A member of sorts of the farm bureau, she said the only way to protect rural
charms was to promote agriculture. She said as many as 33 people were waiting in
queue for their lands to be put into agricultural preservation. “Many of them
are seniors and may die. Their heirs may not be committed to preservation and a
golden opportunity will be lost.”
She recalls one of her first jobs after graduating was working with
developmental challenges. “Grown up adults can a great deal from these kids,”
she said.
She said at this stage of her life her main area of interest is good governance.
At 15 as a bookkeeper for her dad’s air-conditioning and refrigeration business,
Whitbeck began visiting St. Mary’s. “My dad loved the waters here.
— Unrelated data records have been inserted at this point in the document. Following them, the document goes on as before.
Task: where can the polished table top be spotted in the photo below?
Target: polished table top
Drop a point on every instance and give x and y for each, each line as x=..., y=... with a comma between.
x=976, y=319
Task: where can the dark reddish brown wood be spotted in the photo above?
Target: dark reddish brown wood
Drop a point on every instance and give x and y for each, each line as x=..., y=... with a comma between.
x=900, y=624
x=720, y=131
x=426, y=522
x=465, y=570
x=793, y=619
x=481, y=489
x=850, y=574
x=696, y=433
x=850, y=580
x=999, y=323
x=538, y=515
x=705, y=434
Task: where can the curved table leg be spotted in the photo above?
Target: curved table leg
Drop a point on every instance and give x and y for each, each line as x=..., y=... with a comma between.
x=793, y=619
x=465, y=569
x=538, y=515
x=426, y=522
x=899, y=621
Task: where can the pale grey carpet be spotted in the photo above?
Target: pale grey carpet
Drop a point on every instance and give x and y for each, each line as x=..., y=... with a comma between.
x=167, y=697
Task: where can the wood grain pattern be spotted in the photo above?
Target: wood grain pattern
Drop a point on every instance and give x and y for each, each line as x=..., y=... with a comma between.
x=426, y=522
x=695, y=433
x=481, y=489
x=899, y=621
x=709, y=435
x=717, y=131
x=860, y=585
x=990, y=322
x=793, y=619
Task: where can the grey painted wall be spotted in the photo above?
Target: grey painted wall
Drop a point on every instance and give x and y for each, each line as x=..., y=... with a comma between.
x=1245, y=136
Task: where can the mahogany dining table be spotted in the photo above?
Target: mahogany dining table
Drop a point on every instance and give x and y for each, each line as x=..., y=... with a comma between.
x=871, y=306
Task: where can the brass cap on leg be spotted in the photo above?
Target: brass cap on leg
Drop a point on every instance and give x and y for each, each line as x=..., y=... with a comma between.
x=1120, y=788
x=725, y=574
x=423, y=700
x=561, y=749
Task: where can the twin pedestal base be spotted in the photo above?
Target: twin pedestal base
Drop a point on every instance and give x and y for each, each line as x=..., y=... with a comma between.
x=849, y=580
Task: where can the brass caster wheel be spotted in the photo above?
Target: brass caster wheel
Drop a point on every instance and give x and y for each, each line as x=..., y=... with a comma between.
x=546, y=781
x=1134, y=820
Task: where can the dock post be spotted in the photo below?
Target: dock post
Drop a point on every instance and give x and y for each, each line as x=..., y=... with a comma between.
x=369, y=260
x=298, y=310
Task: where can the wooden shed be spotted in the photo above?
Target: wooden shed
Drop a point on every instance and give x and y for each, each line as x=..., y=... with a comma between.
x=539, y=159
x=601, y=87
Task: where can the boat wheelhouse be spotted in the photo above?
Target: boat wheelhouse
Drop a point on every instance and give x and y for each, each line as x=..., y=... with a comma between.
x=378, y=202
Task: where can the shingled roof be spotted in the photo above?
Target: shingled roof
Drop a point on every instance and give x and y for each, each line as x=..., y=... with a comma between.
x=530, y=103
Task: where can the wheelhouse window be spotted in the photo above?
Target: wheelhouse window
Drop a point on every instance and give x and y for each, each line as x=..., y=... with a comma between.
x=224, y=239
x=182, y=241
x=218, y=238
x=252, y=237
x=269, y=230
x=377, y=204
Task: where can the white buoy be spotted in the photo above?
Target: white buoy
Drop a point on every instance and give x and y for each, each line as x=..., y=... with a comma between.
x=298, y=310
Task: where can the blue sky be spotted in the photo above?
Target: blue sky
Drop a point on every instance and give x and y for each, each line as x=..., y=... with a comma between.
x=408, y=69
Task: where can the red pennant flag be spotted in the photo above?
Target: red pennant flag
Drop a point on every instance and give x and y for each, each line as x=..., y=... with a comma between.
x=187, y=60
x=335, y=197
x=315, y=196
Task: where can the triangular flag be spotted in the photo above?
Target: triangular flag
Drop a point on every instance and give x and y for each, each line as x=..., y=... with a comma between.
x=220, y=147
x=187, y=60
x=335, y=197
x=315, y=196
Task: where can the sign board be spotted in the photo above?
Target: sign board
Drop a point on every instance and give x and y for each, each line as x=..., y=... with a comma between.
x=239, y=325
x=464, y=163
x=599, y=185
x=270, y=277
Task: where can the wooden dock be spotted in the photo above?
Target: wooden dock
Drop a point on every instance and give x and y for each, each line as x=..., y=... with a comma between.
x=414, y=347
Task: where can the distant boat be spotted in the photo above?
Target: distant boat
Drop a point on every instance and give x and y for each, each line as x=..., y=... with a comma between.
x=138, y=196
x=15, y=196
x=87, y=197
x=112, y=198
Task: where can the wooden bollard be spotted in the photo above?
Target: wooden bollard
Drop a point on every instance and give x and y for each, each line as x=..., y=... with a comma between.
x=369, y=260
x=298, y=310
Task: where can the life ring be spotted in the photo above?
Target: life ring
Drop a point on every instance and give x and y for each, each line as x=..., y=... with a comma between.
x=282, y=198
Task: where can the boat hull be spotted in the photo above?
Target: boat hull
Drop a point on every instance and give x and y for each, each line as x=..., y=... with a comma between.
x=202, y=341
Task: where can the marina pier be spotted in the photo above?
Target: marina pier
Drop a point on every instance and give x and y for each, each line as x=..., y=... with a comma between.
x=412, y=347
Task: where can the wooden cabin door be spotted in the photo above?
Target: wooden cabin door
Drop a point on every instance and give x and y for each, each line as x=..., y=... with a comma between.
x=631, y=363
He had a
mechanic working for him and when he visited St. Mary’s County his gas was
covered as a work expense,” she recalls.
“I have a checkered background,” said Whitbeck who is a Bachelor of Science in
speech improvement. from Georgetown University and Master of Arts in Music from
the American University.
Most of her working life she was a self-employed bookkeeper. She kept books at a
slew of different kinds of businesses. “I enjoyed helping business owners create
a healthy business.”
She is a cancer survivor. In 1998, Whitbeck discovered she had breast cancer
while she was working on a political campaign, a job and had now to deal with
medical issues. “I decided to tackle with two of them. Guess what, the job
wasn’t one of them.”
Whitbeck began 2006 with no grandchildren, but would be ending it with three
grandchildren.
“Sarah, 36, is pregnant and Karen, 33, would be giving birth to twins.”
Whitbeck said Cathy Allen had demolished her in the Board of Education elections
last time. “I have learned a lot from the last elections,” she said.